Robert Altman vient de disparaître. A Prairie home compagnion, ironiquement titré The Last show par les distributeurs français, sera son dernier film. Eloge funèbre d’un art disparu, un show radiophonique enregistré dans un théâtre où des vedettes soul et country viennent chanter avec entrain devant un public d’habitués, The Last show n’est pas un très bon Altman, un de ceux dont on redoute sans arrêt les accents réacs. Qu’est-ce qui distingue le fait de filmer ce qui disparaît de la nostalgie ? The Last show ne manque pas de questionner cette nuance à son corps défendant tant chaque scène, chaque plan semble pris dans une gangue nostalgique qui donne au film son aspect compassé et poussiéreux. Trop nostalgique, pas assez mélancolique.
Ici tout ressasse (les personnages, les décors) sans jamais entrevoir la possibilité de s’ouvrir à un ailleurs, un dehors. Le rêve du cinéaste, manifestement, est de préserver cette bulle intemporelle où des acteurs, des chanteurs, des amuseurs publiques joueraient au passé devant un public conquis. Altman ne fait jamais intervenir ce qui pourrait relever de l’altérité, d’un fracas entre ce monde à deux doigts d’être englouti et le monde contemporain s’amenant sans vergogne pour prendre sa place. C’est sans doute là, dans cette difficile nuance qui sépare la nostalgie de la mélancolie, que le film échoue. La mélancolie au bout d’un moment n’a plus d’objet et c’est ce qui rend les films mélancoliques si beaux. La nostalgie, au contraire, consume dans l’adoration d’un objet mort, comme ce vieux théâtre dont Altman fait de certains de ses habitants des fantômes qui passent des coulisses à la scène.
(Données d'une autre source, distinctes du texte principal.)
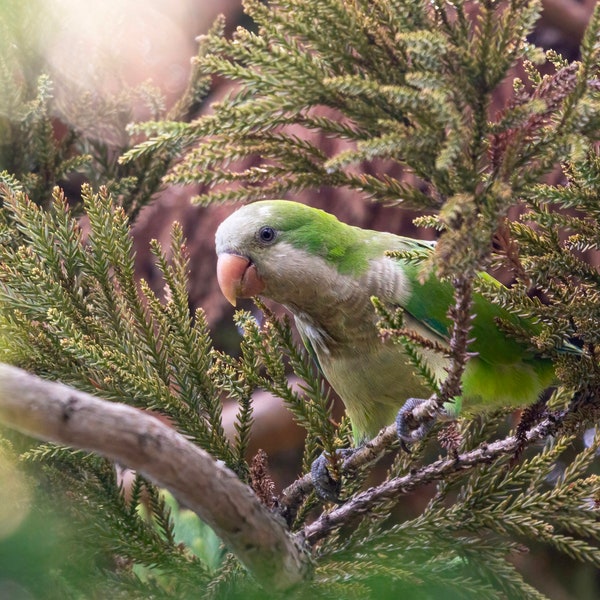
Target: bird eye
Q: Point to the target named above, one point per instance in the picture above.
(266, 234)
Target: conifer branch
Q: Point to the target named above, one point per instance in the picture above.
(393, 488)
(55, 412)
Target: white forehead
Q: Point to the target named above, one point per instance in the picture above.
(241, 224)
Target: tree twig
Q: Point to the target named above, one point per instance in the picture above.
(393, 488)
(58, 413)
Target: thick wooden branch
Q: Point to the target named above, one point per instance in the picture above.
(58, 413)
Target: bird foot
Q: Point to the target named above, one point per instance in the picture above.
(327, 486)
(411, 428)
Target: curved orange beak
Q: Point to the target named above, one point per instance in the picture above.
(237, 277)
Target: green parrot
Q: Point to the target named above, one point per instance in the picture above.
(325, 273)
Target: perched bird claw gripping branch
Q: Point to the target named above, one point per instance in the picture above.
(325, 273)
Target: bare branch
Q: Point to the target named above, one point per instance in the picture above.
(460, 314)
(55, 412)
(364, 502)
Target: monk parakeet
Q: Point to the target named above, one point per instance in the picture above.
(325, 273)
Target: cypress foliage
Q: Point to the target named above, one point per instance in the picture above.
(401, 81)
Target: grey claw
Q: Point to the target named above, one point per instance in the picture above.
(409, 431)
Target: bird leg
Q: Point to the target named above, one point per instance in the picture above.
(415, 419)
(327, 486)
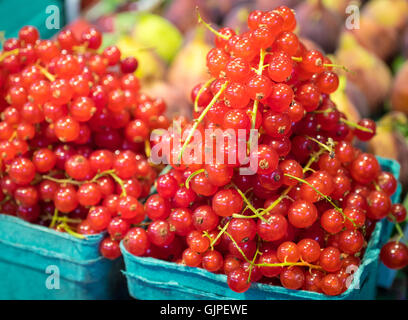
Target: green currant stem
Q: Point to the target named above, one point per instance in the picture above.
(222, 230)
(249, 205)
(13, 136)
(102, 174)
(200, 92)
(8, 53)
(62, 181)
(54, 218)
(328, 148)
(68, 220)
(62, 219)
(328, 199)
(376, 186)
(238, 248)
(120, 182)
(71, 232)
(276, 202)
(289, 264)
(355, 125)
(332, 65)
(6, 198)
(46, 73)
(259, 72)
(312, 159)
(191, 176)
(208, 26)
(325, 111)
(206, 234)
(200, 119)
(148, 148)
(401, 234)
(251, 266)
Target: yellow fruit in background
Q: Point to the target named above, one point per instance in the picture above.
(158, 33)
(150, 66)
(189, 66)
(343, 102)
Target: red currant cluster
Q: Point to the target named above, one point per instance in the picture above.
(304, 218)
(72, 135)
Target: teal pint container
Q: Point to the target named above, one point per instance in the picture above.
(153, 279)
(48, 16)
(39, 263)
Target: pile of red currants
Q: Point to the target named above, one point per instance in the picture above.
(305, 215)
(72, 135)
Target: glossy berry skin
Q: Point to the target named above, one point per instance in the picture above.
(351, 241)
(89, 194)
(22, 171)
(269, 258)
(227, 202)
(110, 249)
(365, 168)
(44, 160)
(332, 221)
(292, 278)
(181, 220)
(368, 124)
(330, 259)
(78, 167)
(237, 280)
(212, 261)
(331, 285)
(118, 228)
(274, 229)
(398, 212)
(302, 214)
(394, 255)
(29, 213)
(26, 196)
(264, 160)
(205, 219)
(379, 205)
(125, 164)
(309, 250)
(166, 186)
(157, 208)
(130, 208)
(99, 218)
(199, 243)
(387, 182)
(242, 230)
(192, 258)
(288, 252)
(183, 197)
(160, 233)
(202, 186)
(66, 199)
(136, 241)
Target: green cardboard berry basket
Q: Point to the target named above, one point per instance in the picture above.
(153, 279)
(38, 263)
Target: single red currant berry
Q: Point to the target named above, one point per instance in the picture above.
(136, 241)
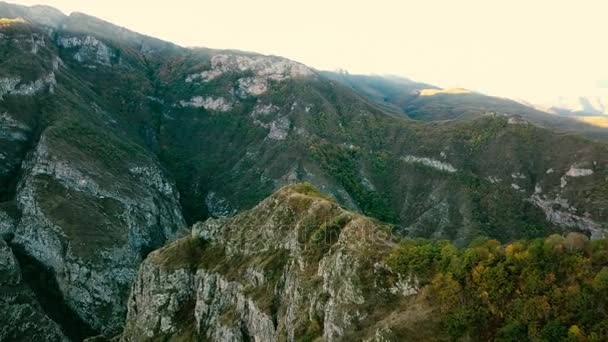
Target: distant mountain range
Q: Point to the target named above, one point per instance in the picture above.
(114, 144)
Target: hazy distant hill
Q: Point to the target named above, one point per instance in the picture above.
(113, 143)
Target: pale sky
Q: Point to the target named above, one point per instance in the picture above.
(531, 49)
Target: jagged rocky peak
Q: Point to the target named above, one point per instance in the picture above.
(296, 266)
(270, 67)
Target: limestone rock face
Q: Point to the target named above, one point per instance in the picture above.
(296, 266)
(22, 318)
(92, 226)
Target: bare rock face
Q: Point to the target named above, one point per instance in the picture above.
(22, 318)
(296, 266)
(91, 224)
(88, 50)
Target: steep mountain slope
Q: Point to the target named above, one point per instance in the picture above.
(296, 266)
(112, 142)
(85, 203)
(409, 98)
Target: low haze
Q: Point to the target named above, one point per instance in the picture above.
(526, 49)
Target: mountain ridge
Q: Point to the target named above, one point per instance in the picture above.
(114, 143)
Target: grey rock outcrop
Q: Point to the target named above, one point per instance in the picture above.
(92, 225)
(296, 266)
(22, 317)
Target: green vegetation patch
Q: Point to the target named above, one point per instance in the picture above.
(554, 289)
The Last show contient pourtant quelques moments de grâce où les récits du passé, les regrets, tout l’attirail un peu pleurnichard dont les personnages sont les dépositaires, laissent place à la chanson. Là, le film oublie un peu de sa nostalgie pour laisser place à la force du présent, à la vitalité des corps et des voix des acteurs qui chantent réellement. Voir Meryl Streep chanter de la country, par exemple, c’est d’une réelle beauté.